We came across a small bakery and I could see some pastries at a price of 1 euro each so we decided to go in. On the shelf they also had some bread called rottbrot that looked intriguing so I asked for one as well as a couple of the pastries. The lady then gave us a totally different bread from the one we were thinking of, but I wasn't going to argue with her with my very limited German. More about the bread at the end of the blog.
Oddly enough even though I had very few German lessons compared to four years of high school French, I feel more comfortable with German. Interestingly in Alsace, the local people quote prices in French and German.
Though not quite as lavish with the flowers as the buildings in Alsace, this was pretty good.
I have this thing about gates. In this photo, I liked the shadow.
Direction signs are different in Germany. Traffic lights are more common than roundabouts in Germany but the roundabouts in France work better than the German traffic lights as far as I can see.
Menu at local cafe. One euro is about $1.40.
This is the price per liter, effectively about $8 per US gallon. Petrol was a bit more expensive in Germany than France.
What a nifty pair of chimneys.
The local boozer. Perhaps it rivals the Rendezvous in Perryville, MD.
The local train station.
They can obviously grow roses here.
One of the onion shaped steeples that are common in Germany.
Finally it was time to go back to France but to get there we had to join this line waiting to get on a car ferry.
The ferry actually runs all year and these are the hours for July and August.
This is Claude's Ford Maxi.
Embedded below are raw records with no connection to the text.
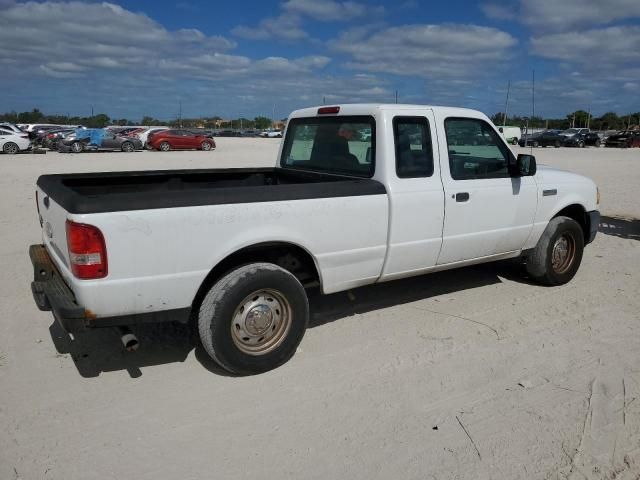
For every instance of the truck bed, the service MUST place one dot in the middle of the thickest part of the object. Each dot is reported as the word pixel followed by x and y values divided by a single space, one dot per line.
pixel 142 190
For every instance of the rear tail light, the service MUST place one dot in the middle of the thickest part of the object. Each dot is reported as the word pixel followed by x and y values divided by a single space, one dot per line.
pixel 87 251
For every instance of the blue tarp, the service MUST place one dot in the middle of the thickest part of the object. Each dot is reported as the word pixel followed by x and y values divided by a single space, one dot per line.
pixel 95 135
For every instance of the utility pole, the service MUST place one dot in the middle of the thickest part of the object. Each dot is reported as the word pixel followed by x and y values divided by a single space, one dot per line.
pixel 533 96
pixel 506 104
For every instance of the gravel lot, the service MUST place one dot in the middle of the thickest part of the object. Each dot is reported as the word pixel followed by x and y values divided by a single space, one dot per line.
pixel 468 374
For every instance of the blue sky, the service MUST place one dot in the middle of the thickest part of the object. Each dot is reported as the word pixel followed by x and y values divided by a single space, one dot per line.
pixel 249 58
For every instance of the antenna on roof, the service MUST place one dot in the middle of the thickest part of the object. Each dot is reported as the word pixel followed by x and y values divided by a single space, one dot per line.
pixel 506 104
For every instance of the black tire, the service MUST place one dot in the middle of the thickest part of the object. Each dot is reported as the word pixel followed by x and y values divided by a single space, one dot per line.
pixel 545 265
pixel 222 310
pixel 11 148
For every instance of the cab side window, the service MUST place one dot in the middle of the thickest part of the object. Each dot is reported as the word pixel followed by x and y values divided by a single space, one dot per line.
pixel 475 150
pixel 414 153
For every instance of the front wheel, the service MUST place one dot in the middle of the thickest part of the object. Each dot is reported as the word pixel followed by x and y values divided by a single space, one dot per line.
pixel 556 258
pixel 11 148
pixel 253 319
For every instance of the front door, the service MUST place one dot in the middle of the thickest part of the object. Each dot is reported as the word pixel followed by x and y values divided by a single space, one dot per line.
pixel 487 212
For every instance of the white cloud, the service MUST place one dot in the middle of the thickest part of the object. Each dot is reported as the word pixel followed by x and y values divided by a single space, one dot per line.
pixel 612 46
pixel 554 15
pixel 429 51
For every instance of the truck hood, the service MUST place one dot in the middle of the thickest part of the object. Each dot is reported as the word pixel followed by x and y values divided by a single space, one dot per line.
pixel 550 175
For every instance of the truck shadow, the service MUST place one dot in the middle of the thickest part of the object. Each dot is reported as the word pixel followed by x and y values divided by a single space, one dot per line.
pixel 97 351
pixel 620 227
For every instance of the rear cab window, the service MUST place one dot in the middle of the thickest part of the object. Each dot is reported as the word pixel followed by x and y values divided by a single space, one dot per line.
pixel 342 145
pixel 414 151
pixel 475 150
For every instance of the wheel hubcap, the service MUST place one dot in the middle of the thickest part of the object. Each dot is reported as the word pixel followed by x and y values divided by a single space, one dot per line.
pixel 261 322
pixel 563 253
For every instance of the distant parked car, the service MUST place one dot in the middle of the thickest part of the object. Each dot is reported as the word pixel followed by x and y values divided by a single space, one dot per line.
pixel 145 136
pixel 582 139
pixel 511 134
pixel 548 138
pixel 93 139
pixel 12 142
pixel 11 127
pixel 271 134
pixel 624 139
pixel 178 139
pixel 52 138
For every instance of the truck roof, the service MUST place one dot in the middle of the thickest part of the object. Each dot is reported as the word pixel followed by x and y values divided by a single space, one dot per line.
pixel 372 108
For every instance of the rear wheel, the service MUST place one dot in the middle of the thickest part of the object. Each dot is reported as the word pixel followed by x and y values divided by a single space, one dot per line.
pixel 253 319
pixel 11 148
pixel 557 256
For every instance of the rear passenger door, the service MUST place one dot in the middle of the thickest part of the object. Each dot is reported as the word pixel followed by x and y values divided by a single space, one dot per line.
pixel 417 197
pixel 487 212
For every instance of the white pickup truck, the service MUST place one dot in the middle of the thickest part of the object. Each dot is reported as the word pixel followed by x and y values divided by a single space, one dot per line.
pixel 432 188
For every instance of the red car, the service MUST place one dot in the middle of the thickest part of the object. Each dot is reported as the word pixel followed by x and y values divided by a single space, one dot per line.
pixel 180 140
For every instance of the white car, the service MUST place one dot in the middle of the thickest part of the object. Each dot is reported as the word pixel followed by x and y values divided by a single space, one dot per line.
pixel 11 127
pixel 271 134
pixel 234 250
pixel 12 142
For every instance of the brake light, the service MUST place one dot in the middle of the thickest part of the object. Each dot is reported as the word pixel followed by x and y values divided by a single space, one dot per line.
pixel 328 110
pixel 87 251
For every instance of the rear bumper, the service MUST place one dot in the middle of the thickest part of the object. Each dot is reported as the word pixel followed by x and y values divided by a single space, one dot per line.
pixel 594 222
pixel 51 293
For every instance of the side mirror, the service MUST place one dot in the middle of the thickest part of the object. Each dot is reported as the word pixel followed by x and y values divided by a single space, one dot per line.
pixel 525 165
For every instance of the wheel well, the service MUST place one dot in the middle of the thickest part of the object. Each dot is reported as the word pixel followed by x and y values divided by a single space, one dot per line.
pixel 291 257
pixel 577 213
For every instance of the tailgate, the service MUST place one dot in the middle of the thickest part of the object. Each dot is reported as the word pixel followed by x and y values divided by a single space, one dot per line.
pixel 53 219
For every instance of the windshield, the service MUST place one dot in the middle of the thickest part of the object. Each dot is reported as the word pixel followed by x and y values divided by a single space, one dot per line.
pixel 342 144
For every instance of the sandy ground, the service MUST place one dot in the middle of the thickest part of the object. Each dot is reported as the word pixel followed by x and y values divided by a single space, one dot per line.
pixel 469 374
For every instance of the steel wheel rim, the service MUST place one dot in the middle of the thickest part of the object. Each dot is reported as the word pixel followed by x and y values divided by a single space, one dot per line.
pixel 261 322
pixel 11 148
pixel 563 253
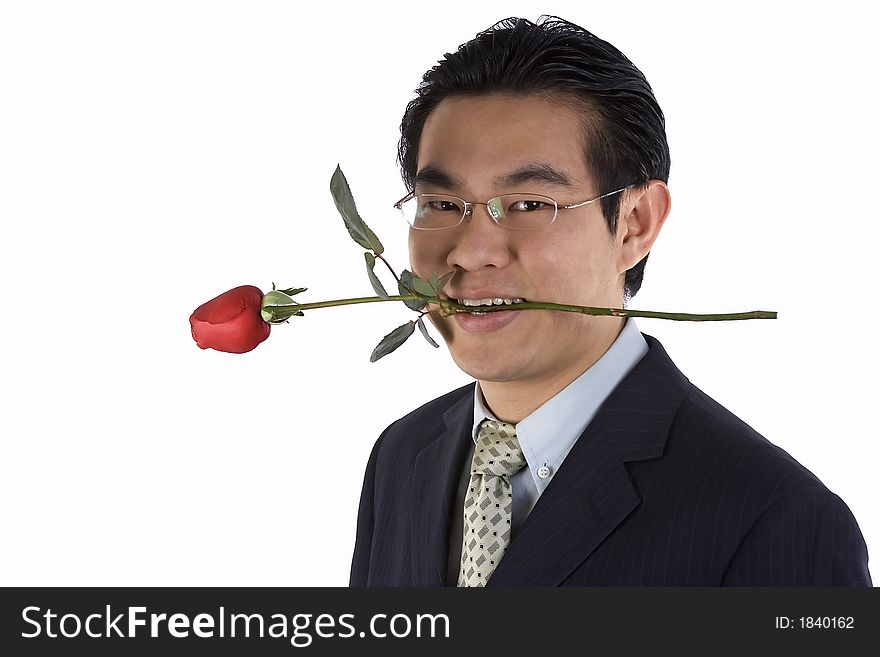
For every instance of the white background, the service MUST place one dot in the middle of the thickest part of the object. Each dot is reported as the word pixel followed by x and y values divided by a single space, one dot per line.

I continue to enjoy driving it but it was a relief to get back to France because the German roads are just a bit narrower than the French.
Out in mid stream.
So back to the bread. It turned out to be a white bread with little bits of bacon and it was absolutely delicious and went very well with a bottle of sparkling cider. We just about finished the loaf.
So we enjoyed our little side trip to Germany, but the Alsace side of the river offers more to the tourist.